Mostly useful as a heuristic tool to help students visualize ellipses, but it can be useful for constructing large ellipses. Put a pin in each focus and tie a string to each pin leaving slack with length 2a. Pull the string taut with a pencil point and slide the pencil to draw the ellipse. This makes use of the fact that an ellipse is the locus of points whose distances from two fixed points have a constant sum. http://www.sahraid.com / has a spiffy tool that makes this method much handier to employ.
Trammel Method
In my view the best method. With the major and minor axes constructed (and extended) mark a piece of paper with points O, A and B so that OA = a and AB = b. Slide O along the minor axis and B along the major axis. Point A traces out the ellipse.
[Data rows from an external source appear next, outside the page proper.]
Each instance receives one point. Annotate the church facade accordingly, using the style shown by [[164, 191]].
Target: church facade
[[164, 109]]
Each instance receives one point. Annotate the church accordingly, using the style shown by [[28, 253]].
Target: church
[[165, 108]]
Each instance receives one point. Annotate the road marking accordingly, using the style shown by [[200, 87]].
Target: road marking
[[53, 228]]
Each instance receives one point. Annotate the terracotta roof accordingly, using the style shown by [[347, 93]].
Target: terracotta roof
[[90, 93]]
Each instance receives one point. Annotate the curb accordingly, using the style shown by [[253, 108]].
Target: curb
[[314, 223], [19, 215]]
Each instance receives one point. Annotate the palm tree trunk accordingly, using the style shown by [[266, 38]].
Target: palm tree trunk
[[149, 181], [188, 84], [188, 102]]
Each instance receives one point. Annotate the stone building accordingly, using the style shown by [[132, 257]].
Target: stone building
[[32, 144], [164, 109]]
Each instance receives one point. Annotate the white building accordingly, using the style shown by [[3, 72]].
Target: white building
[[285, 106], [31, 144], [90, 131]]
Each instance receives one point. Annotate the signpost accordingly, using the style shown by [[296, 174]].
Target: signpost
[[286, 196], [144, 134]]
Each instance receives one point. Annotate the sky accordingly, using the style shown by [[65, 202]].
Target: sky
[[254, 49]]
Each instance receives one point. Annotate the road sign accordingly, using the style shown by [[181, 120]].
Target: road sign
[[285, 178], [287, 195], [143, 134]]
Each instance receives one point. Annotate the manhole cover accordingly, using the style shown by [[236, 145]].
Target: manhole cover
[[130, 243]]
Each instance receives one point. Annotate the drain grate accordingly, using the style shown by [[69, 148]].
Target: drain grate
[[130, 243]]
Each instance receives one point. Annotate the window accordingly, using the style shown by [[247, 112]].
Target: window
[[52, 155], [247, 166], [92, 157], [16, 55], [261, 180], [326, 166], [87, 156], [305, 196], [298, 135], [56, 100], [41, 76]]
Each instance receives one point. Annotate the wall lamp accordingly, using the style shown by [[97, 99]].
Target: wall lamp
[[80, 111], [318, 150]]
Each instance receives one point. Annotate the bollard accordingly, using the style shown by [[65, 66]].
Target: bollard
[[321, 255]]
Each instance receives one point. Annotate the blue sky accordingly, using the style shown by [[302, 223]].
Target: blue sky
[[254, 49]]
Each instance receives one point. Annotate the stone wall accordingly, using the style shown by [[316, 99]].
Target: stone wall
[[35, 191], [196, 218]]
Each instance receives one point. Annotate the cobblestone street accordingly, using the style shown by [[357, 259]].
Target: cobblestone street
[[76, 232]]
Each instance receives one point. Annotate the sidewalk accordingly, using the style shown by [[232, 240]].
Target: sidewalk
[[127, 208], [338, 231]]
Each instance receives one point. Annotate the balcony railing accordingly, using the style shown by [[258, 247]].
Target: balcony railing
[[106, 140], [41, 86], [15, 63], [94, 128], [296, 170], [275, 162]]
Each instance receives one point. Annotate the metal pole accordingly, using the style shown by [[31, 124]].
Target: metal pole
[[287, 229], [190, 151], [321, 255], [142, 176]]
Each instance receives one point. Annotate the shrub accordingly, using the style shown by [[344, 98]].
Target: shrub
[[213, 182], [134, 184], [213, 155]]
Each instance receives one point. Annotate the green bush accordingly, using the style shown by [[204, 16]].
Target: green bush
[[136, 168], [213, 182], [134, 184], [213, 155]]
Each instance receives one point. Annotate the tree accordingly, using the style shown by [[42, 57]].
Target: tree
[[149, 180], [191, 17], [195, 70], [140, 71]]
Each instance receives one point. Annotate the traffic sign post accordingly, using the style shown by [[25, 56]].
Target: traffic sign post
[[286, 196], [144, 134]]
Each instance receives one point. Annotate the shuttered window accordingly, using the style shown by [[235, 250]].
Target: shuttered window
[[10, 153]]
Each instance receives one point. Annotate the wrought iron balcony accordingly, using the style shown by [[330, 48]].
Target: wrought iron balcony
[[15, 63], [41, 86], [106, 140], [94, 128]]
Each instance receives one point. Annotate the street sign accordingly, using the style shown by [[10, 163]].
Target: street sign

With any reasonable care this method is quite accurate and it is very fast.
For cases where the axes are similar in size, the method above may be inaccurate. It is also possible to draw an ellipse using an external trammel.
Envelope Method
Given the focus and a circle whose diameter equals the major axis, draw a radius from the focus to the circle, then a line perpendicular to that. The perpendiculars sweep out the ellipse. This is fast and can be quite accurate. If you use an index card to draw the perpendiculars you can dispense with drawing the radii. Just let one edge of the card serve as a radius and use the other to draw the perpendicular. For a quick and dirty way to sketch an ellipse this rivals the trammel method. It roughs out the area enclosed by the ellipse a bit faster.
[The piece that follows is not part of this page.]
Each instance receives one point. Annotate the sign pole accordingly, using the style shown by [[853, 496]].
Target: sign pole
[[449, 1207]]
This method is given in a lot of drafting texts. For extreme accuracy it's probably the best method. It's convenient for use on a drafting board with T-square and triangles. Construct the major and minor axes and draw circles with each axis as diameter. Also construct radii as shown. Angles aren't critical so radii can be closer in areas where greater accuracy is needed.
Draw vertical lines from the intersection of each radius with the outer circle and horizontal lines from the intersection of each radius with the inner circle. The intersection of each pair of corresponding lines is a point on the ellipse. It's easy to see this is simply an implementation of the parametric equation of an ellipse: x = a cos t, y = b sin t.
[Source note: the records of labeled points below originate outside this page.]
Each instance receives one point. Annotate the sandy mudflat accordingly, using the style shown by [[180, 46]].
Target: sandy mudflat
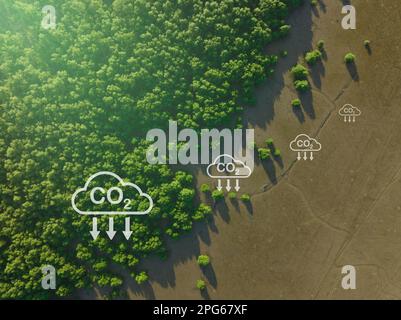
[[309, 218]]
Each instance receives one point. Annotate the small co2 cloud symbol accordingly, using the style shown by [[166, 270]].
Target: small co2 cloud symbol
[[304, 143], [349, 112], [113, 197]]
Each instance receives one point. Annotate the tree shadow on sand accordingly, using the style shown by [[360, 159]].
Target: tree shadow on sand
[[353, 71]]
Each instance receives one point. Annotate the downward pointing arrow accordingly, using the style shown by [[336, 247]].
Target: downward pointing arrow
[[228, 187], [219, 187], [127, 232], [111, 233], [237, 187], [94, 233]]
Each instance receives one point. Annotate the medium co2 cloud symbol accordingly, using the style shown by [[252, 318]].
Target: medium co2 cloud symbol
[[232, 168], [349, 110], [97, 195], [305, 143]]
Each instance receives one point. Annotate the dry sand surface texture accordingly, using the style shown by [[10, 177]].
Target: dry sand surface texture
[[307, 219]]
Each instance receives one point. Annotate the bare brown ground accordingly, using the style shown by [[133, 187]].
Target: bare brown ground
[[309, 218]]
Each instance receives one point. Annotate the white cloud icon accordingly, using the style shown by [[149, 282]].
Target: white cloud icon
[[305, 143], [349, 110], [103, 195], [228, 169]]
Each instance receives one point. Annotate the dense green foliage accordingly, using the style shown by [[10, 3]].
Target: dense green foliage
[[313, 57], [201, 284], [264, 153], [296, 103], [80, 98]]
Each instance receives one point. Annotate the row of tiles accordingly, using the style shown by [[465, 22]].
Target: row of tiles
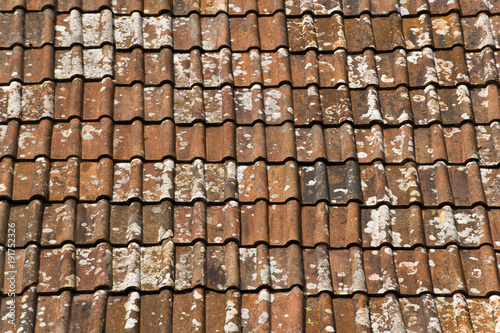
[[447, 68], [248, 224], [400, 185], [263, 7], [233, 311], [330, 106], [220, 267], [247, 144], [266, 33]]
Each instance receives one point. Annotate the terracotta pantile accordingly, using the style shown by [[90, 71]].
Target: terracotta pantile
[[484, 103], [465, 227], [215, 224], [388, 32], [344, 183], [215, 32], [159, 67], [88, 63], [487, 144], [393, 65], [321, 7], [32, 29], [16, 281], [91, 29], [491, 179], [482, 66], [360, 33], [418, 31], [336, 105], [322, 33], [308, 106], [96, 179]]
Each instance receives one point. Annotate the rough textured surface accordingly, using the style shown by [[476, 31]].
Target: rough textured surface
[[250, 165]]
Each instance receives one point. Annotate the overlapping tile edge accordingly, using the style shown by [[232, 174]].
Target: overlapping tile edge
[[264, 232]]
When the desired number of points are drawn, construct the ellipse.
Paralellogram Method
Sometimes you know an ellipse can be enclosed within a parallelogram, for example, a foreshortened view of a circle or a spherical object sheared out of shape. Construct the parallelogram and divide it into quarters. Divide all the lines into equal numbers of segments and number them as shown. From the midpoints of opposite sides, draw straight lines through the tick marks as shown.
Connect all the 1-1, 2-2 intersections, etc., to construct the ellipse. This construction will work perfectly well if the parallelogram is a rectangle, so it will work to construct an ellipse if the major and minor axes are known. If the parallelogram is a square, the resulting ellipse is a circle. The intersecting lines are perpendicular, and the construction is the famous one of constructing a right angle inside a semicircle. The general construction here simply works by deforming the construction so an ellipse results.
Five-Center Method
This was long a standard in drafting texts, and pretty much obsolete today. Any CAD program will draw true ellipses, and the trammel and envelope methods are faster. It's here mostly out of respect for tradition. Draw the major and minor axes of the ellipse and draw a rectangle around them. Construct XY and draw P-C1 perpendicular to XY. Let X-C2 = r and locate Q such that YQ = 2r. Draw a circle of radius r centered on C2. By symmetry, everything on the right side of the diagram is repeated exactly on the left. Using C1 as center and C1-Q as radius, draw an arc through Q. Call the intersection of this arc with the circle X-C2 C4.
Construct line C1-C4 and extend it to T. Using C1 as center, draw arc YU. Construct line C4-C2 and extend it to L. Using C4 as a center, construct arc UV. The successive arcs YUVX are an approximation to the ellipse.
The true ellipse is shown in red, the approximation in purple. The approximation is quite good for slightly or moderately eccentric ellipses but becomes obviously incorrect for very elongated ellipses.